Dg: dim3 type, specifies the dimensions of the grid (number of blocks in x, y, z). Dg.x * Dg.y * Dg.z total blocks.
Db: dim3 type, specifies the dimensions of each thread block (number of threads in x, y, z). Db.x * Db.y * Db.z threads per block. The total number of threads per block cannot exceed a device-specific limit (e.g., 1024).
Ns (Optional): size_t type, specifies the bytes of dynamically allocated __shared__ memory per block, in addition to statically allocated shared memory. Defaults to 0.
S (Optional): cudaStream_t type, specifies the CUDA stream the kernel is launched into. Streams allow for managing concurrency of multiple operations. Defaults to stream 0 (the default stream).

Example from Figure 3.14:

dim3 dimGrid(1, 1); // Only one block in the grid (for the simplified example)
dim3 dimBlock(16, 16); // Each block has 16x16 = 256 threads
matrixMulKernel<<<dimGrid, dimBlock>>>(d_Pd, d_Md, d_Nd, WIDTH);

Here, dimGrid becomes gridDim inside the kernel, and dimBlock becomes blockDim.

Essential Runtime API Functions

The CUDA runtime API provides functions for managing the GPU:

cudaMalloc(void **devPtr, size_t size): Allocates size bytes of linear global memory on the device and returns a pointer to it in *devPtr.
cudaMemcpy(void *dst, const void *src, size_t count, cudaMemcpyKind kind): Copies count bytes of data. The kind argument specifies the direction:
- cudaMemcpyHostToDevice: Host to Device
- cudaMemcpyDeviceToHost: Device to Host
- cudaMemcpyDeviceToDevice: Device to Device
- cudaMemcpyHostToHost: (Usually less efficient than standard memcpy) cudaMemcpy operations are generally blocking/synchronous with respect to the host, unless they are part of asynchronous operations involving streams.
cudaFree(void *devPtr): Frees memory allocated with cudaMalloc.
cudaDeviceSynchronize(): Blocks host execution until all previously issued CUDA calls (kernels, memory copies in any stream) on the current device have completed.
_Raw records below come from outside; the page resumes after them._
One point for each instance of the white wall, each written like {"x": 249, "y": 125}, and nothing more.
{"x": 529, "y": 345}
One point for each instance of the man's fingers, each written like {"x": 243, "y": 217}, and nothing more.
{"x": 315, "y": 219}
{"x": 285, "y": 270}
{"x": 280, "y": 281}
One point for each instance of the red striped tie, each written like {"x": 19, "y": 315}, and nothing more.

Essential for ensuring results are ready or for accurate timing.

Deeper Implications and Performance Considerations

Occupancy: The ratio of active warps on an SM to the maximum number of warps that SM can support. Higher occupancy can help hide memory latency, as the SM can switch to other ready warps when one warp is stalled (e.g., waiting for global memory access). Block dimensions, register usage per thread, and shared memory usage per block heavily influence occupancy.
Memory Coalescing: When threads in a warp access global memory, if their accesses fall into a contiguous, aligned segment, the hardware can "coalesce" these into a single (or few) memory transaction(s), which is much more efficient than scattered accesses. Designing data layouts and access patterns for coalescing is critical for good performance.
Shared Memory Banking: Shared memory is divided into banks. Concurrent accesses by threads in a warp to different banks can proceed in parallel. Accesses to the same bank (bank conflicts) are serialized, reducing effective bandwidth. Understanding and avoiding bank conflicts is key when using shared memory heavily.